I now write a blog at least five days a week – three days here and two at Writelink. In between I write articles for sale at Constant Content, send queries out to editors about other articles and write and submit what they seem to want. I also sometimes find I am thinking about what to write in my blogs at various times when I’m doing other things.

So sometimes I open a new document knowing exactly what I’m going to write about. Other times, like today, it’s that proverbial blank screen, and I don’t have a clue what to fill it with. But at least I can write more or less what I like without worrying about repercussions.

Sometimes I get inspiration from adverts in my local newspaper. The piece I wrote about English PEN was one of those. I’d not heard of it before I read about one of their events in my area. I was intrigued and inspired to find out more about it. I actually got a comment on that from The Director of English PEN. Thank you Jonathan, if you are reading this.

This morning I picked up issue 35 of Mslexia magazine. Coincidentally, its theme was ‘behind the Iran curtain’ and the main article about this discussed the problems of authors in that country, and women in particular. Succeeding governmental regimes, especially that of the current President Mahmoud Ahmadinejad, seem bent on silencing or punishing anyone who writes anything they consider undesirable. Every manuscript has to be vetted by the Ministry of Culture and Islamic Guidance before it can be printed, and reasons for turning them down often seem completely arbitrary.

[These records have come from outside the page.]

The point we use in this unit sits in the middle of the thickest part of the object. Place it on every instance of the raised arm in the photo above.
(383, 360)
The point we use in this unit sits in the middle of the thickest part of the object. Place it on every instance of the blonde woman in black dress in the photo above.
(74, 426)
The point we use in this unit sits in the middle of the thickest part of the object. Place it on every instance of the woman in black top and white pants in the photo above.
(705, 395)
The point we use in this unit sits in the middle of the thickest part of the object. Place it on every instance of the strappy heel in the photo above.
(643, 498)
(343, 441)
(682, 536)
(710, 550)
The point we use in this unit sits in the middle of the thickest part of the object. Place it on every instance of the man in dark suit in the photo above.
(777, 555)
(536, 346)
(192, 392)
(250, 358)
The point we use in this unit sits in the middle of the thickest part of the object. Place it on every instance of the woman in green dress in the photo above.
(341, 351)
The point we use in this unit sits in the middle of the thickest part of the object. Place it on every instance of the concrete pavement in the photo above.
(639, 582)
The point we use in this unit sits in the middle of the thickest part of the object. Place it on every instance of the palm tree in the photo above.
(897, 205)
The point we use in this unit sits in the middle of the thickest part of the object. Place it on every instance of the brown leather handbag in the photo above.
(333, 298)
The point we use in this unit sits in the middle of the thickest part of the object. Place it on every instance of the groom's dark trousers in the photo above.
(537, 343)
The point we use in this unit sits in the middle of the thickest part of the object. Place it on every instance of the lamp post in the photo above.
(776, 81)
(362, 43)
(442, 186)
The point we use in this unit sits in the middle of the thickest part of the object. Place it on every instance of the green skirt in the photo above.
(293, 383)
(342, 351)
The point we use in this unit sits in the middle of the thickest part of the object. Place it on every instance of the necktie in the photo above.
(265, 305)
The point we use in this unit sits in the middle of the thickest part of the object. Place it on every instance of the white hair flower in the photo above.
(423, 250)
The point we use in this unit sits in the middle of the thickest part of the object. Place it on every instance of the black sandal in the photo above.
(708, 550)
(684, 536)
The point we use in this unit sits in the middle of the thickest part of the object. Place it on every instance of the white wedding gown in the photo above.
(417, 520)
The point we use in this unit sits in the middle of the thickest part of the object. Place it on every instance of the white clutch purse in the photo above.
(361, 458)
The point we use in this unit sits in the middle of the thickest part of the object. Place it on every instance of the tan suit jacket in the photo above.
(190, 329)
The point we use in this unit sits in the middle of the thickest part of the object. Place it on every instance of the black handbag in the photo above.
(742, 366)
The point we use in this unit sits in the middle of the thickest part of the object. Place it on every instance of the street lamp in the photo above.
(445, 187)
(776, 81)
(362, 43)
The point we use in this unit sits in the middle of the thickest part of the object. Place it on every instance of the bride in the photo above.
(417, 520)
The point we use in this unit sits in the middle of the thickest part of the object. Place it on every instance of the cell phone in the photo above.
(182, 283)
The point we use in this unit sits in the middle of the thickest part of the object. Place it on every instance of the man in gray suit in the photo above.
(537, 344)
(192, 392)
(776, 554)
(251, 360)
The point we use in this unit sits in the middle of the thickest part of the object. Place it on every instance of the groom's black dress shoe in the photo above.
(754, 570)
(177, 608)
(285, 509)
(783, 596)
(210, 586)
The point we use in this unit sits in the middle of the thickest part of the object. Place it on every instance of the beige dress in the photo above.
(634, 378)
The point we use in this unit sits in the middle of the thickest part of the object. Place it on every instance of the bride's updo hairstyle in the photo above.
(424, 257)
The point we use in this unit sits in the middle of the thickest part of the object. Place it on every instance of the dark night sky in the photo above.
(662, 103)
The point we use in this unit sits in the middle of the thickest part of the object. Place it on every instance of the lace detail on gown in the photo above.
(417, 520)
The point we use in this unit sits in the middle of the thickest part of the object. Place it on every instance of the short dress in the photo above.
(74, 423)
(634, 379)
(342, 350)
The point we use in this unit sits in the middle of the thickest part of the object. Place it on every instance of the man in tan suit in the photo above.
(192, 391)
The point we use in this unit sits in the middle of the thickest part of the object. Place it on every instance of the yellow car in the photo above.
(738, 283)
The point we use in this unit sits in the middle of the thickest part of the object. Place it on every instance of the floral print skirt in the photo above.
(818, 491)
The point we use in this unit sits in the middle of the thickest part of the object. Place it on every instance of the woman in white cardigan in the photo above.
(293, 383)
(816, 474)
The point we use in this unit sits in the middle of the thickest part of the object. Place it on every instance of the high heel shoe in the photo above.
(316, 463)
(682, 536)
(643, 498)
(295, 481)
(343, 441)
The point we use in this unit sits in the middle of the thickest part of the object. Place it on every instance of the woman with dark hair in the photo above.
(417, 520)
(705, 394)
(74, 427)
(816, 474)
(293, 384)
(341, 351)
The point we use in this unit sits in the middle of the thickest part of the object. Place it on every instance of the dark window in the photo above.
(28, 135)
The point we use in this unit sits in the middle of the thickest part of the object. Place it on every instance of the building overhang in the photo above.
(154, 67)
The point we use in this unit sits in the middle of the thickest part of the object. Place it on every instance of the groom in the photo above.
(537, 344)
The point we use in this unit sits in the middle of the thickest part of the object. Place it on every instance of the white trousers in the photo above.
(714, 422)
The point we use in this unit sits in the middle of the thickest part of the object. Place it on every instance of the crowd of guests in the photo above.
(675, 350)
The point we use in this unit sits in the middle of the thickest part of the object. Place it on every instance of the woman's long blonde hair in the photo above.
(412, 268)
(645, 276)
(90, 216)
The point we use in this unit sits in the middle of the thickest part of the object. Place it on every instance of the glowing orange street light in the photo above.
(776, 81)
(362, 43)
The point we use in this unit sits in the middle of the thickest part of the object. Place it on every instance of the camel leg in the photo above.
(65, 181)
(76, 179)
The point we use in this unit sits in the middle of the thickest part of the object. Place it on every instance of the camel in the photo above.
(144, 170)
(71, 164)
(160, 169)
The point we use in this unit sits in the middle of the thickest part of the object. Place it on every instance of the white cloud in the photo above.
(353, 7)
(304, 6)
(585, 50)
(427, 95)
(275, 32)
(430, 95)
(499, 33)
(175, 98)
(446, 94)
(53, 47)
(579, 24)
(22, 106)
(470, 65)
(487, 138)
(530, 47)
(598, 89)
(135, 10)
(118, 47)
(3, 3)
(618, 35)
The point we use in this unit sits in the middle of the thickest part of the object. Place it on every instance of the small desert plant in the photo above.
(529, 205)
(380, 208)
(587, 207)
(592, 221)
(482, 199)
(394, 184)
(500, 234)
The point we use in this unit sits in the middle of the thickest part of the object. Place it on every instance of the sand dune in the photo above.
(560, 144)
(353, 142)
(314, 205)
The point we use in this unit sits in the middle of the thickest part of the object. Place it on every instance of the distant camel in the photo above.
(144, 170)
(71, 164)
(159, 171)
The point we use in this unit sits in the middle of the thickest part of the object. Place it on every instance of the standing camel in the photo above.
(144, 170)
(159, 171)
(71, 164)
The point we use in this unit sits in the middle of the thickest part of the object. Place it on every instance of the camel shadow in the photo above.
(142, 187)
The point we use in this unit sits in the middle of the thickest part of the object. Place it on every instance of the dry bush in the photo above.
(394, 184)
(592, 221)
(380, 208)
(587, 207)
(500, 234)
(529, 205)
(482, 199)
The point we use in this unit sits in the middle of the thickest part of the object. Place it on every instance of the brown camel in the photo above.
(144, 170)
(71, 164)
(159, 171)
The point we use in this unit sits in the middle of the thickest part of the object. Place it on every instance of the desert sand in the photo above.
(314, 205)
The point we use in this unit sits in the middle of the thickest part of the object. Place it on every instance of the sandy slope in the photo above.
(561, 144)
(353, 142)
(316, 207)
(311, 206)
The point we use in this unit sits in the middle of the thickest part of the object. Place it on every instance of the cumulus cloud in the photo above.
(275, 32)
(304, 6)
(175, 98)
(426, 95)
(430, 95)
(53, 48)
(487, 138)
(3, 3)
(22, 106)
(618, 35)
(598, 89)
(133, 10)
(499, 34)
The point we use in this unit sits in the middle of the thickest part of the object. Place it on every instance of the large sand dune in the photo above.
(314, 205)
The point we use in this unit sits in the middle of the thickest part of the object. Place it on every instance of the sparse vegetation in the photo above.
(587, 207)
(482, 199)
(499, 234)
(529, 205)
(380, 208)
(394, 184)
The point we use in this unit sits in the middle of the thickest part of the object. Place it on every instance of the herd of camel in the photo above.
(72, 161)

Fearful of censorship and the punishments of arrest, imprisonment, torture, ultimately even death, the lucky ones find asylum elsewhere, often in the US. Others resort to anonymous blogs but even this is proving not to be safe. The first imprisonment of a blogger anywhere in the world happened there, to Sina Motallebi in 2003.

Reading about those free to work in America reminds me of Afghan author, Khaled Hosseini, whose heart-wrenching novels, The Kite Runner and A Thousand Splendid Suns, about his birth country, shocked me and most of the western world into greater awareness.